Dollhouses have a way of bringing people together. Take this example from the 1880s, originally played with and passed through generations of the Graves Family of Dubuque, it is now a crowd favorite on display at the Mathias Ham House.
Lucy Graves, a fashionable socialite and married to the wealthy businessman, mayor, and state senator Julius Kingman Graves, had this dollhouse built in 1883 for their daughter Marjorie. Its Second Empire Style was popular in Dubuque and in Europe where Lucy and Julius enjoyed traveling. Inspired by their travels they even furnished the dollhouse with miniatures purchased in Paris! Young Marjorie likely played with it along with her older sisters at their parent’s house on 25 Fenelon Street, near the top of the Third Street Elevator. When the children married and moved away in the early 1900s, the Graves’ house was torn down and the dollhouse given to the little girl next door, Mary Tredway, who passed it down to her own children.
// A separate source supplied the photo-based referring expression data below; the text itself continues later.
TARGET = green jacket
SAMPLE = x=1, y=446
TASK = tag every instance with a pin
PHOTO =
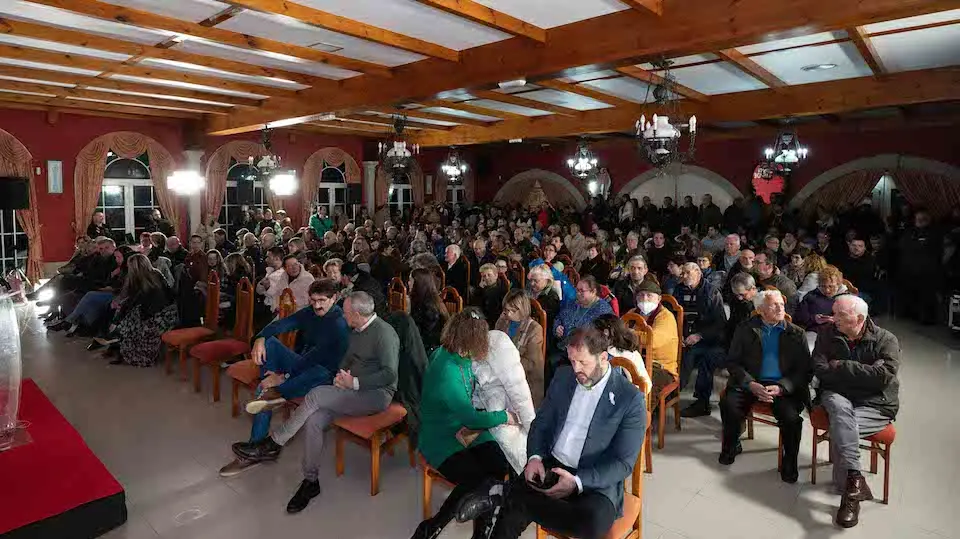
x=446, y=406
x=320, y=226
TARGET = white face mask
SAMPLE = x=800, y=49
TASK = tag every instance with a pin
x=647, y=307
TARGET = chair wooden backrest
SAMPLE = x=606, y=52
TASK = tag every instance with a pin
x=538, y=314
x=850, y=288
x=451, y=300
x=503, y=279
x=211, y=313
x=243, y=326
x=397, y=295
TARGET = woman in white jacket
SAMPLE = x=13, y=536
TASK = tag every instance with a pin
x=502, y=385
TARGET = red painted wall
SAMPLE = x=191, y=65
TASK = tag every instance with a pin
x=734, y=159
x=63, y=140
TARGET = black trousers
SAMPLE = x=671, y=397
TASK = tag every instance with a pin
x=587, y=515
x=468, y=469
x=734, y=407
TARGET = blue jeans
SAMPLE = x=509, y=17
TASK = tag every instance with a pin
x=279, y=359
x=92, y=305
x=706, y=358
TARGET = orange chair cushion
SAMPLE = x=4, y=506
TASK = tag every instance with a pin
x=219, y=351
x=886, y=436
x=246, y=372
x=186, y=336
x=366, y=426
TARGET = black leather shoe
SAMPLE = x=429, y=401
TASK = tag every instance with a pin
x=727, y=457
x=260, y=451
x=308, y=490
x=699, y=408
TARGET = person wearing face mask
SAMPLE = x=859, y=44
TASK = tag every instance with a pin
x=662, y=350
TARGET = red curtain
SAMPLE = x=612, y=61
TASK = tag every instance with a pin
x=935, y=192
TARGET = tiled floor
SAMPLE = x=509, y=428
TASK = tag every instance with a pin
x=165, y=444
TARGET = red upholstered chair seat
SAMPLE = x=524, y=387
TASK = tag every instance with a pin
x=180, y=337
x=366, y=426
x=219, y=351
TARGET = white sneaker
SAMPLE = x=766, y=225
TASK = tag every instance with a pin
x=254, y=407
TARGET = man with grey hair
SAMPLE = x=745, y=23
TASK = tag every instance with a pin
x=768, y=362
x=857, y=363
x=364, y=385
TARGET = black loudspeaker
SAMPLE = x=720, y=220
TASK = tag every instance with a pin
x=245, y=192
x=354, y=193
x=14, y=194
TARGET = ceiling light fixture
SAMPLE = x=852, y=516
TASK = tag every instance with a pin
x=818, y=67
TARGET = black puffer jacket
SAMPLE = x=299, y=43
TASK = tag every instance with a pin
x=867, y=370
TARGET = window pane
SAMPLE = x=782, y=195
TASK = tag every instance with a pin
x=142, y=195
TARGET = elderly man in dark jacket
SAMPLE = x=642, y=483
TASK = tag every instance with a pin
x=768, y=362
x=857, y=364
x=703, y=335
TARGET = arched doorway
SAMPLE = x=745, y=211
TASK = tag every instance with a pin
x=537, y=182
x=687, y=180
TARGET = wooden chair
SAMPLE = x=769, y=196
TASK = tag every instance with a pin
x=879, y=445
x=397, y=295
x=665, y=401
x=451, y=300
x=179, y=341
x=850, y=288
x=630, y=525
x=376, y=433
x=214, y=353
x=538, y=314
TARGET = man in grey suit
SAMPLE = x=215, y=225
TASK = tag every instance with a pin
x=587, y=435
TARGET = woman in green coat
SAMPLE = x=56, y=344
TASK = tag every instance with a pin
x=454, y=436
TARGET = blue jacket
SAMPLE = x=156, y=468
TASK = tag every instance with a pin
x=321, y=342
x=614, y=437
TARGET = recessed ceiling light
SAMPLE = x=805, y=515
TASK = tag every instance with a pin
x=818, y=67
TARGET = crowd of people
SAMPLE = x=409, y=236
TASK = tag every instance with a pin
x=772, y=299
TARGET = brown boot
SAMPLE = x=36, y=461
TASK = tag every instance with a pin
x=857, y=490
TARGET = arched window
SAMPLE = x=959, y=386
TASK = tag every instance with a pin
x=332, y=190
x=127, y=199
x=237, y=200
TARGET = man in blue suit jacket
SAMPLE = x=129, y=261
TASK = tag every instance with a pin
x=588, y=431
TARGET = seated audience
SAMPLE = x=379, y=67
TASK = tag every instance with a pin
x=704, y=322
x=455, y=437
x=287, y=374
x=768, y=362
x=527, y=335
x=364, y=385
x=588, y=494
x=857, y=364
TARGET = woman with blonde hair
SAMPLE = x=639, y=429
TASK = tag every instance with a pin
x=527, y=335
x=455, y=437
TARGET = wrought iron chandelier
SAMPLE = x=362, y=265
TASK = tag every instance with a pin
x=281, y=182
x=786, y=151
x=584, y=164
x=396, y=157
x=454, y=167
x=659, y=138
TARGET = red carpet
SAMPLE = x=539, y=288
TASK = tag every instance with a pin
x=55, y=486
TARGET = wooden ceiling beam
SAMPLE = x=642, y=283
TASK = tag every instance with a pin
x=489, y=17
x=523, y=102
x=143, y=19
x=600, y=42
x=586, y=91
x=350, y=27
x=751, y=67
x=650, y=77
x=832, y=97
x=112, y=84
x=861, y=40
x=646, y=6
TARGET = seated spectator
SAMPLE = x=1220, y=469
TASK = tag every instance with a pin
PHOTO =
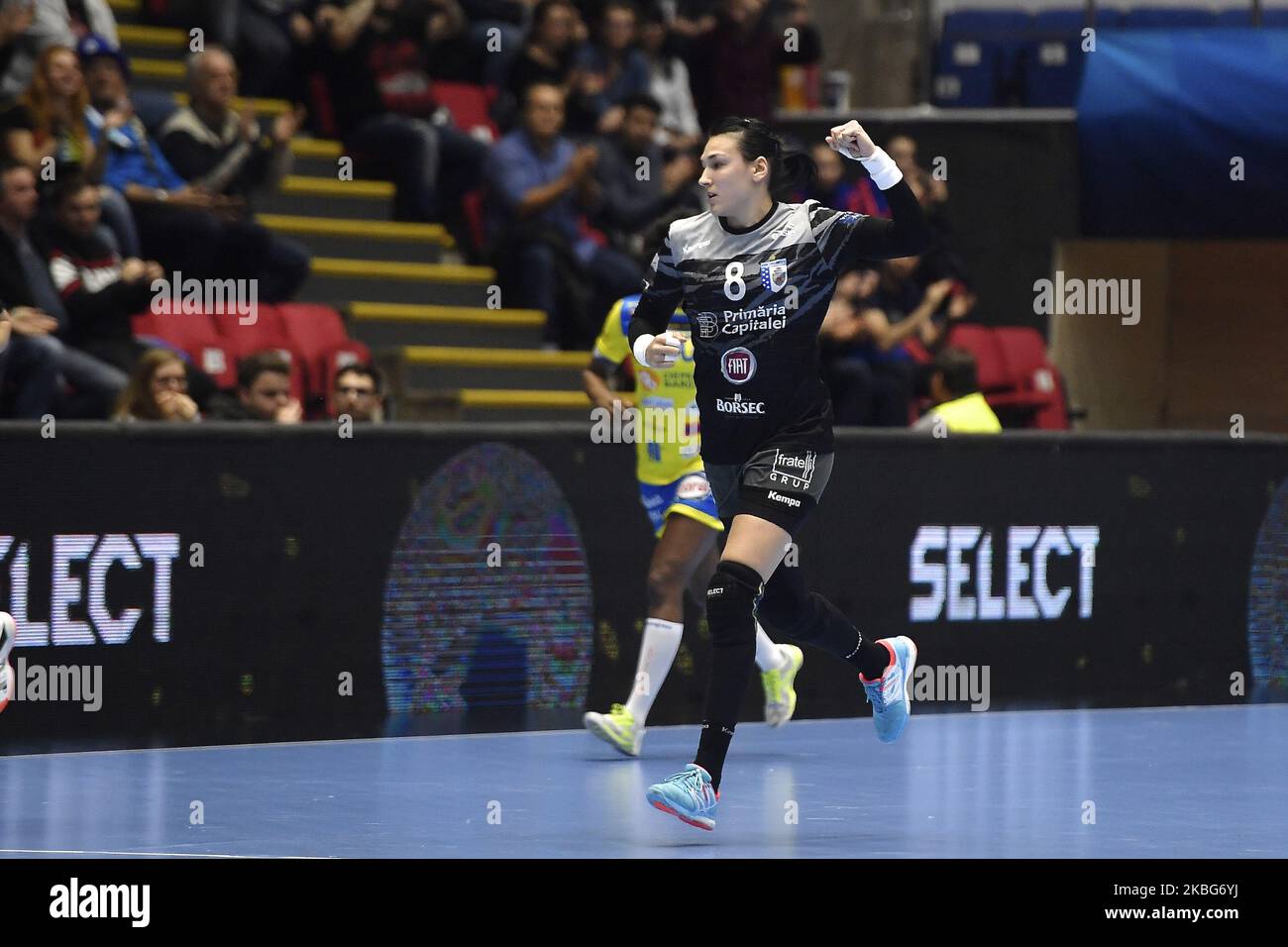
x=930, y=191
x=630, y=202
x=507, y=18
x=29, y=368
x=98, y=289
x=868, y=368
x=50, y=120
x=669, y=84
x=38, y=316
x=31, y=29
x=359, y=392
x=202, y=235
x=832, y=189
x=608, y=71
x=158, y=390
x=262, y=33
x=223, y=153
x=432, y=165
x=51, y=124
x=263, y=393
x=537, y=183
x=548, y=53
x=954, y=389
x=734, y=63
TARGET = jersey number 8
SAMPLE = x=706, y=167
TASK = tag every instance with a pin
x=734, y=287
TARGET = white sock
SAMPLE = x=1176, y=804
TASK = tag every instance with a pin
x=769, y=656
x=657, y=652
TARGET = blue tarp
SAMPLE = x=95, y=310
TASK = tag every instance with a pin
x=1162, y=116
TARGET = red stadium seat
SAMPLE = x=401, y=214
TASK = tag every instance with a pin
x=469, y=106
x=318, y=335
x=267, y=331
x=196, y=335
x=990, y=359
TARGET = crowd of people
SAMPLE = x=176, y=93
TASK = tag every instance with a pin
x=599, y=107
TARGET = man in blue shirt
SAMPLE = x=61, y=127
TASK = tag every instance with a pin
x=539, y=185
x=185, y=228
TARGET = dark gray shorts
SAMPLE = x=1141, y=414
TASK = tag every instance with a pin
x=782, y=484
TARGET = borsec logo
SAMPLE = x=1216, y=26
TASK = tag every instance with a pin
x=738, y=365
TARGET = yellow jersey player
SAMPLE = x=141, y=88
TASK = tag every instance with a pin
x=677, y=495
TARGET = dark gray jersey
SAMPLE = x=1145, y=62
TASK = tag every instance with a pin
x=755, y=299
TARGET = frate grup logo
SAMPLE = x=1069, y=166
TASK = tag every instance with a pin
x=738, y=365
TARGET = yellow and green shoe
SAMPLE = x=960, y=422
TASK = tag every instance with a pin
x=780, y=693
x=617, y=728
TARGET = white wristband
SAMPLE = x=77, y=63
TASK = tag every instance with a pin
x=883, y=169
x=640, y=346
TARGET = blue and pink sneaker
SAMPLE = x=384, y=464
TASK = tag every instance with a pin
x=687, y=795
x=890, y=694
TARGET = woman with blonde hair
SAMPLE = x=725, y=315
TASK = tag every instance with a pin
x=158, y=390
x=50, y=124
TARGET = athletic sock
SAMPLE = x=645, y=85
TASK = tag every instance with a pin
x=657, y=652
x=712, y=749
x=870, y=657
Even though members of the Graves family moved from the Dubuque area, the dollhouse returned to Lucy and Julius’ great-grandson whose children played with it until donating it to the Mathias Ham House.
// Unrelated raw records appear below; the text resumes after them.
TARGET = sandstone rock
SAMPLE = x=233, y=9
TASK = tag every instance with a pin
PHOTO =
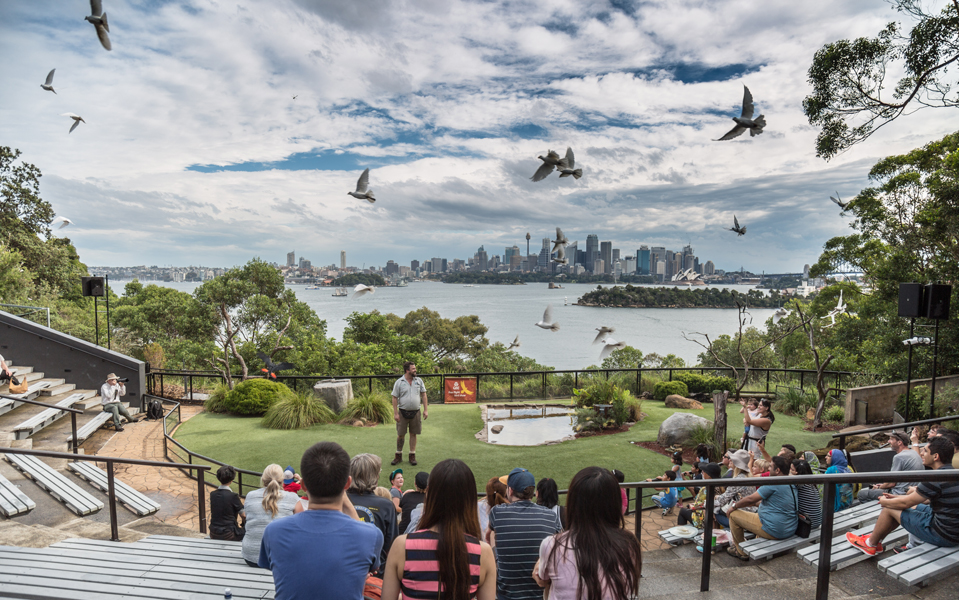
x=677, y=428
x=677, y=401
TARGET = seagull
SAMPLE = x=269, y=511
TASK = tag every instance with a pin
x=547, y=322
x=736, y=227
x=566, y=169
x=271, y=367
x=603, y=333
x=76, y=120
x=99, y=20
x=609, y=346
x=550, y=162
x=363, y=191
x=745, y=121
x=361, y=290
x=63, y=221
x=48, y=84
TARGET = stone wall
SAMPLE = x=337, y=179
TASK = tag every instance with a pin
x=881, y=400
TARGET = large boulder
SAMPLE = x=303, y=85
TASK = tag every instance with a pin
x=677, y=429
x=335, y=393
x=677, y=401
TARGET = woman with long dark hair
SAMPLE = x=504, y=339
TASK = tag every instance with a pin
x=444, y=557
x=597, y=559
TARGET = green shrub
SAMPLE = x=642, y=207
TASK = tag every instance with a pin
x=296, y=411
x=376, y=407
x=668, y=388
x=254, y=396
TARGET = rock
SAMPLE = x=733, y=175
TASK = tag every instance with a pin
x=677, y=401
x=678, y=427
x=336, y=393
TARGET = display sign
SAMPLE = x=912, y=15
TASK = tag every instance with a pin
x=460, y=390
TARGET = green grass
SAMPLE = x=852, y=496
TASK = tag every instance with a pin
x=449, y=433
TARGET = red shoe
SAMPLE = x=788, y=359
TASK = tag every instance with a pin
x=861, y=543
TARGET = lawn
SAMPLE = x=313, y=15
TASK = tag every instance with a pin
x=449, y=433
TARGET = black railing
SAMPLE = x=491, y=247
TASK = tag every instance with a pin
x=111, y=490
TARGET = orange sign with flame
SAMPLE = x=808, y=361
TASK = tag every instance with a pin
x=460, y=390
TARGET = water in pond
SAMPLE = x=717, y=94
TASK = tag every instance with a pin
x=528, y=426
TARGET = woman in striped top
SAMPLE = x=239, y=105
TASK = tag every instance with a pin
x=444, y=558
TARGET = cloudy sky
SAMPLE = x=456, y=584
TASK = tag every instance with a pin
x=195, y=151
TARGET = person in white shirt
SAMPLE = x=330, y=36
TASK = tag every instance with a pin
x=110, y=394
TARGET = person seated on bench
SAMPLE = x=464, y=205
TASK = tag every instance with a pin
x=110, y=394
x=904, y=460
x=935, y=523
x=777, y=517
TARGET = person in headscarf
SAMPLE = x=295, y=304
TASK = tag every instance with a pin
x=836, y=463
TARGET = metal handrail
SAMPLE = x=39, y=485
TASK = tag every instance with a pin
x=73, y=415
x=111, y=490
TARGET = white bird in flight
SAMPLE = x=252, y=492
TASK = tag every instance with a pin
x=363, y=191
x=48, y=84
x=99, y=20
x=76, y=120
x=745, y=120
x=547, y=322
x=361, y=290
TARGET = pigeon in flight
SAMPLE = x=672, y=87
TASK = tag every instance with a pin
x=363, y=191
x=566, y=169
x=76, y=120
x=609, y=346
x=99, y=20
x=361, y=290
x=547, y=322
x=736, y=227
x=271, y=367
x=48, y=84
x=746, y=121
x=603, y=333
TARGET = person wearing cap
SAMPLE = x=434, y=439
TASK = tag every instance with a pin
x=516, y=531
x=904, y=460
x=110, y=394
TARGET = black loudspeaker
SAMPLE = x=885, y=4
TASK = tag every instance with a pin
x=911, y=296
x=93, y=286
x=937, y=300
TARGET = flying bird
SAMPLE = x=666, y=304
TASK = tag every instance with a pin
x=610, y=345
x=547, y=322
x=99, y=20
x=566, y=169
x=361, y=290
x=76, y=120
x=271, y=367
x=746, y=121
x=736, y=227
x=603, y=333
x=363, y=191
x=48, y=84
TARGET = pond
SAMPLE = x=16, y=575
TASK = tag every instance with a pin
x=528, y=425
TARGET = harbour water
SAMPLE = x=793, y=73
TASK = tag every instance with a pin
x=511, y=310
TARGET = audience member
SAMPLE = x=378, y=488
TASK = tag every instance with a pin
x=365, y=474
x=597, y=557
x=517, y=529
x=777, y=517
x=905, y=459
x=324, y=552
x=935, y=523
x=445, y=558
x=263, y=505
x=413, y=498
x=547, y=494
x=225, y=508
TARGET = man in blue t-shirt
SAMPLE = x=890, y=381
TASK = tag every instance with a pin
x=325, y=551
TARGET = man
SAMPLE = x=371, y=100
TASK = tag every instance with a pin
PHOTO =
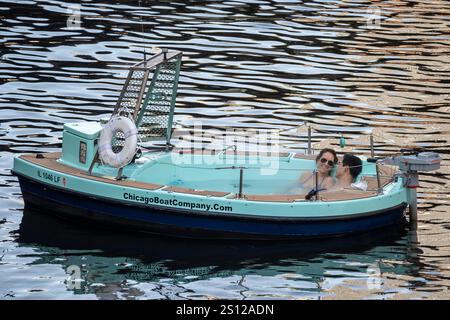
x=347, y=171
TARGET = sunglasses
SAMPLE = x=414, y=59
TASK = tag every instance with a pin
x=330, y=163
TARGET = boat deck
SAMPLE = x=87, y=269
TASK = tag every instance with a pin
x=49, y=161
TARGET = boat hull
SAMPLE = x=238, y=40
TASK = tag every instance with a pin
x=186, y=223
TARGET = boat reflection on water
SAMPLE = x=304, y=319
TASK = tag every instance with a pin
x=110, y=260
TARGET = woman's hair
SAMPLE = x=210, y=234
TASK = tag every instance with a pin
x=325, y=150
x=354, y=163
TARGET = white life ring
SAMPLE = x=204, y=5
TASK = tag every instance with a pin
x=106, y=153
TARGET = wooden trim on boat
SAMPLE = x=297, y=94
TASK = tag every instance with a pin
x=49, y=161
x=272, y=197
x=372, y=183
x=305, y=156
x=196, y=192
x=259, y=154
x=346, y=194
x=209, y=152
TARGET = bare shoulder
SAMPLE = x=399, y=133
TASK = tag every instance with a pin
x=305, y=176
x=328, y=182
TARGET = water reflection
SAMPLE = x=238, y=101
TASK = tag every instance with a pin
x=120, y=265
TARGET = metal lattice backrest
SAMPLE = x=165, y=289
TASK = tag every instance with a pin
x=151, y=105
x=156, y=115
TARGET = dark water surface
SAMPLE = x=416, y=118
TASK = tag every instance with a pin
x=343, y=66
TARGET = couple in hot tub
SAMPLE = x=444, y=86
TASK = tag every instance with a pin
x=346, y=171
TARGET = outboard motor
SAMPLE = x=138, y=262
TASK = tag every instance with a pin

But wait, the dollhouse brought members of the Graves Family together again. Although she no longer lived in Iowa, Marjorie’s daughter saw the dollhouse on display and noticed it had lost its original Parisian furnishings over the years. As a tribute to her mother, she received special permission from museum staff to refurbish the dollhouse. It became a family project, combining generations of the Graves family as her own children and husband helped her and she used fabric scraps from Lucy and Marjorie’s clothes for some of the decoration. Now the dollhouse is featured at the Ham House in the upstairs girl’s room, sitting among other toys played with by the Graves children, as a reminder how play can bring people and generations together.